Sample for Version 6.x follows...
////////////////////////////////////////////////////////////////////////////////
// sample.cpp
// Mark Setchell
//
// ImageMagick Magick++ sample code
//
// Compile with:
// g++ sample.cpp -o sample $(Magick++-config --cppflags --cxxflags --ldflags --libs)

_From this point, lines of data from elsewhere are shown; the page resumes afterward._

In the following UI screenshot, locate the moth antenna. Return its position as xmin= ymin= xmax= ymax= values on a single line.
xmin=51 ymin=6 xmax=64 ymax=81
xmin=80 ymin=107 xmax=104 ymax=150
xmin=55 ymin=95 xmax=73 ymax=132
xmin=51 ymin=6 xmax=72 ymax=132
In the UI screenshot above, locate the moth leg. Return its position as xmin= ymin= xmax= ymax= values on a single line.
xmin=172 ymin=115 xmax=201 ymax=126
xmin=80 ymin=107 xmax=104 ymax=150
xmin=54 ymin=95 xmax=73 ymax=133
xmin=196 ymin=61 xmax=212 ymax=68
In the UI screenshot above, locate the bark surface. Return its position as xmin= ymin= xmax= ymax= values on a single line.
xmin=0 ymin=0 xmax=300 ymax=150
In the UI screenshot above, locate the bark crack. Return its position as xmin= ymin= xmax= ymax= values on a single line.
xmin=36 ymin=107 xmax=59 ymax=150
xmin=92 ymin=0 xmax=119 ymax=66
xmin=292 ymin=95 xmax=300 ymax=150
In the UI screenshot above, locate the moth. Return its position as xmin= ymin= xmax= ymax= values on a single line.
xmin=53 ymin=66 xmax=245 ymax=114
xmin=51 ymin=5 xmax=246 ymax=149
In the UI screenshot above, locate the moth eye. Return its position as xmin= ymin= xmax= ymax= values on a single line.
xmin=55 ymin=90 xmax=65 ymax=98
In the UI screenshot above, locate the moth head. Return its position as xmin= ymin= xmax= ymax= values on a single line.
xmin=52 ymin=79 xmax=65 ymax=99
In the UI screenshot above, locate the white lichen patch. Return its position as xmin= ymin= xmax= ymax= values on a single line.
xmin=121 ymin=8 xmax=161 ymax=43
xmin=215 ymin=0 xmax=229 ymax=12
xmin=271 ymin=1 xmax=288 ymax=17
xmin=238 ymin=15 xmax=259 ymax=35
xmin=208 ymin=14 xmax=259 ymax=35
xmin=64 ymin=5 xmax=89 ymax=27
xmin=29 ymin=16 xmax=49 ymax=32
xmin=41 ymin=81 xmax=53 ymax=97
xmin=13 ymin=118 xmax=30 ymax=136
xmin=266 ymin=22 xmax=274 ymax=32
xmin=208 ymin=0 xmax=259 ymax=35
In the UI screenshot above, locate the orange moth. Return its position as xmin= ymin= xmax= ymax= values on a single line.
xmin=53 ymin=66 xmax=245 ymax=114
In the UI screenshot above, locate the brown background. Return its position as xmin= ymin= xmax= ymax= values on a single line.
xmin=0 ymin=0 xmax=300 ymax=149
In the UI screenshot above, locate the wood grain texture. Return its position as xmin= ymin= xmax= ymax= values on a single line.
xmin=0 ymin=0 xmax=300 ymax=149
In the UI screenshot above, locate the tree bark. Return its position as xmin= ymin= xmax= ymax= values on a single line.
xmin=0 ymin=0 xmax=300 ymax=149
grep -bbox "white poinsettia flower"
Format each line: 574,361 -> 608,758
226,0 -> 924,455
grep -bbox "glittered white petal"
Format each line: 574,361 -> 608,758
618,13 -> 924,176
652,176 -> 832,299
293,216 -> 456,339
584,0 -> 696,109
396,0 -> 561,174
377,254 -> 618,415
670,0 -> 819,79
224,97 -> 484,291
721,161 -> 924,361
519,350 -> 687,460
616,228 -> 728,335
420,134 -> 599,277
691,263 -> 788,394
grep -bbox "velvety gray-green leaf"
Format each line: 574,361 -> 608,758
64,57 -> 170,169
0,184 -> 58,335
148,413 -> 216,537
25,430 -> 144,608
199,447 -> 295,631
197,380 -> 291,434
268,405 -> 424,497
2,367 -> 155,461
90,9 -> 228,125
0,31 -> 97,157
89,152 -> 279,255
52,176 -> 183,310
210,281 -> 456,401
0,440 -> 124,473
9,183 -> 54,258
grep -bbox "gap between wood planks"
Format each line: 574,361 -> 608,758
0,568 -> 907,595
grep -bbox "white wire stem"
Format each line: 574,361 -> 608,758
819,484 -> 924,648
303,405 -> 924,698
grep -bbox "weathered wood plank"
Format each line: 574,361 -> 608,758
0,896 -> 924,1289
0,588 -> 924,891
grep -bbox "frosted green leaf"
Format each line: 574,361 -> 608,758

////////////////////////////////////////////////////////////////////////////////
#include <Magick++.h>
#include <iostream>
using namespace std;
using namespace Magick;
int main(int argc,char **argv)
{
// Initialise ImageMagick library
InitializeMagick(*argv);
// Create Image object and read in DICOM image
Image image("sample.dcm");
// Get dimensions
int w = image.columns();
int h = image.rows();
cout << "Dimensions: " << w << "x" << h << endl;
PixelPacket *pixels = image.getPixels(0, 0, w, h);
for(int y=0; y<h; y++){
for(int x=0; x<w; x++){
Color color = pixels[w * y + x];
cout << x << "," << y << ":" << color.redQuantum() << "/" << color.greenQuantum() << "/" << color.blueQuantum() << endl;
}
}
}
Sample Output
Dimensions: 512x512
0,0:0/0/0
1,0:0/0/0
2,0:0/0/0
3,0:0/0/0
4,0:0/0/0
5,0:0/0/0
6,0:0/0/0
7,0:0/0/0
8,0:0/0/0
9,0:0/0/0
10,0:0/0/0
11,0:0/0/0
12,0:0/0/0
13,0:0/0/0
14,0:0/0/0
15,0:0/0/0
16,0:0/0/0
17,0:0/0/0
18,0:0/0/0
19,0:0/0/0
20,0:0/0/0
21,0:0/0/0
22,0:0/0/0
23,0:0/0/0
24,0:0/0/0
25,0:0/0/0
...
...
260,18:80/80/80
261,18:144/144/144
262,18:192/192/192
263,18:80/80/80
264,18:32/32/32
265,18:144/144/144
...
...
If you want to use Version 7.x, see Eric's technique here.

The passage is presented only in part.